Ram: NDEs are not physical death experiences. This is why they are “near.” You are right, it is not “people” who experience death. It is the self. In NDEs there is a continuity of memory from the point of view of the individual to the point of view of the total, the self. There is a “shift” that is known.
Michael: From SELF’s point of view there is no reincarnation, obviously. As long we are not firm in the knowledge of the SELF the question of rebirth comes up. Is that the answer?

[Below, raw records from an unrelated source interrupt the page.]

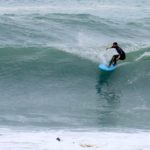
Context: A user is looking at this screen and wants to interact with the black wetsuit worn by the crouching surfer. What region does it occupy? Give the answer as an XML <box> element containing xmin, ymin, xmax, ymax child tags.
<box><xmin>109</xmin><ymin>46</ymin><xmax>126</xmax><ymax>66</ymax></box>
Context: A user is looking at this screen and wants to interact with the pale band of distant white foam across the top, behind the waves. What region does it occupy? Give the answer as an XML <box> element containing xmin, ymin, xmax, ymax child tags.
<box><xmin>0</xmin><ymin>1</ymin><xmax>149</xmax><ymax>15</ymax></box>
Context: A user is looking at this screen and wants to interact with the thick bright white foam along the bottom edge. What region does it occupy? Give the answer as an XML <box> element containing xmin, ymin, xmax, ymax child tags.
<box><xmin>0</xmin><ymin>129</ymin><xmax>150</xmax><ymax>150</ymax></box>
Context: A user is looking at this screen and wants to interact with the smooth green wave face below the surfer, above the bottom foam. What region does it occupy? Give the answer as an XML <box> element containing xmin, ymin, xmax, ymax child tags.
<box><xmin>0</xmin><ymin>47</ymin><xmax>150</xmax><ymax>129</ymax></box>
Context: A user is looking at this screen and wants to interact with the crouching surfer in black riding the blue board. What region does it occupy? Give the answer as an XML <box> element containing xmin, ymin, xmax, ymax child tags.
<box><xmin>106</xmin><ymin>42</ymin><xmax>126</xmax><ymax>67</ymax></box>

Ram: Yes. This is the point. People can’t stand the idea that everything they work for here is going to be taken away at some point. If you understood that you were already “dead,” would you be suffering this extreme attachment to wife and children? Would you be afraid of “losing” them? The whole point of the spiritual life is to “die” while living. There is a great symbol of this in Tibetan culture, the dancing skeleton. This fear you have of “losing” your children is foolish. You never had them in the first place. You have always been “dead” to them and they to you. Do you think it really matters to you who they are? You may think it does, but it does not. It is for the sake of yourself that you are attached to the idea of children. You have been “born into” this dream of fatherhood and you have accepted it without thinking. Conversely, do you think it really matters to them who you are? It does not. They haven’t a clue to who you are and what you are going through. They would accept anyone who gave them what they wanted, made them feel good. When you aggress against them they immediately “die” to you. If this is true, then what kind of love is it on both sides? Love means that you accept people as they are. It means that you understand that they are as they are by no fault of their own. So you do not try to change them or possess them. But not knowing this you meddle in their lives behind an ill-conceived notions of “love” or “duty.” I define “death” and “life” spiritually. Both are just different ways to see yourself and the world around you. “Life” means attachment, born of ignorance. “Death” to me means dispassion, clear seeing. These are basically the only two responses you can take in maya. One is suffering, the other liberation. From the self’s point of view neither life nor death are real. When you mistake a snake for a rope you do not take the time to figure out what kind of snake it is. If you did you would find out that it wasn’t a snake at all. Life is never what you think it is.